In February, a devastating 7.8-magnitude earthquake rocked the Turkey-Syria border, followed closely by another significant tremor. These shallow fault ruptures, occurring less than 18 miles beneath the surface, unleashed destructive, focused quakes that claimed countless buildings and lives. While such seismic events are well-documented globally, a recent study led by the University of Arizona has unveiled a seismic episode of comparable significance in the Puget Lowlands of western Washington, dating back approximately 1,000 years.
The researchers turned to tree rings to precisely pinpoint the timing of this ancient earthquake, which is estimated to have occurred in late A.D. 923 or early 924. This discovery carries profound implications, suggesting that the region, now home to over 4 million people, including cities like Seattle, Tacoma, and Olympia, is at risk of experiencing a similar event in the future. These findings have been detailed in the journal Science Advances.
The ancient earthquake in the Puget Lowlands is believed to have been the result of either simultaneous ruptures of all shallow faults in the region, generating an estimated 7.8-magnitude earthquake, or a sequence of twin quakes occurring in close succession, with estimated magnitudes of 7.5 and 7.3. Shallow faults are known for producing more intense and focused shaking compared to other geological configurations.
While earthquakes are not uncommon in the Pacific Northwest, this study sheds light on the interconnectedness of events on these shallow faults, either through underground connections or the transfer of stress between faults. Surprisingly, current regional hazard models, which inform engineering design and policies, do not account for this possibility. This oversight warrants a reconsideration of seismic preparedness and infrastructure resilience.
The research focused on identifying the timing and nature of the last seismic activity on these shallow faults, including the Seattle Fault, Saddle Mountain Fault, Tacoma Fault, and Olympia Fault. These four faults had previously displayed evidence of rupturing approximately 1,000 years ago in a cluster of earthquakes referred to as the millennial cluster. The impacts of this cluster included dramatic geological shifts, such as a 25-foot cliff thrusting into the air in West Seattle, triggering a local tsunami, and causing landslides that swept entire forests into nearby lakes Washington and Sammamish.
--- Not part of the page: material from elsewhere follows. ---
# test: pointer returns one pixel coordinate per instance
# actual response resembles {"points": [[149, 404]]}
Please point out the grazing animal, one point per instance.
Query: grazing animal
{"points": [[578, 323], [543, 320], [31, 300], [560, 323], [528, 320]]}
To unravel the precise timing and potential interconnectedness of these quakes, the researchers turned to trees for answers. Trees add rings to their trunks each year, with the width of the rings influenced by climate conditions. These annual growth patterns create time-specific bar codes in tree rings, unique to a particular region.
Dendrochronologists can match growth patterns in dead trees with patterns from living ones, allowing them to establish the exact dates of death for the deceased trees. In this case, the researchers examined trees that had died due to the formation of a lake resulting from the Saddle Mountain Fault, as well as trees killed during a rock avalanche that impounded a stream. Sections from trees drowned in landslides following a large earthquake on the Seattle Fault more than 30 years ago were also analyzed.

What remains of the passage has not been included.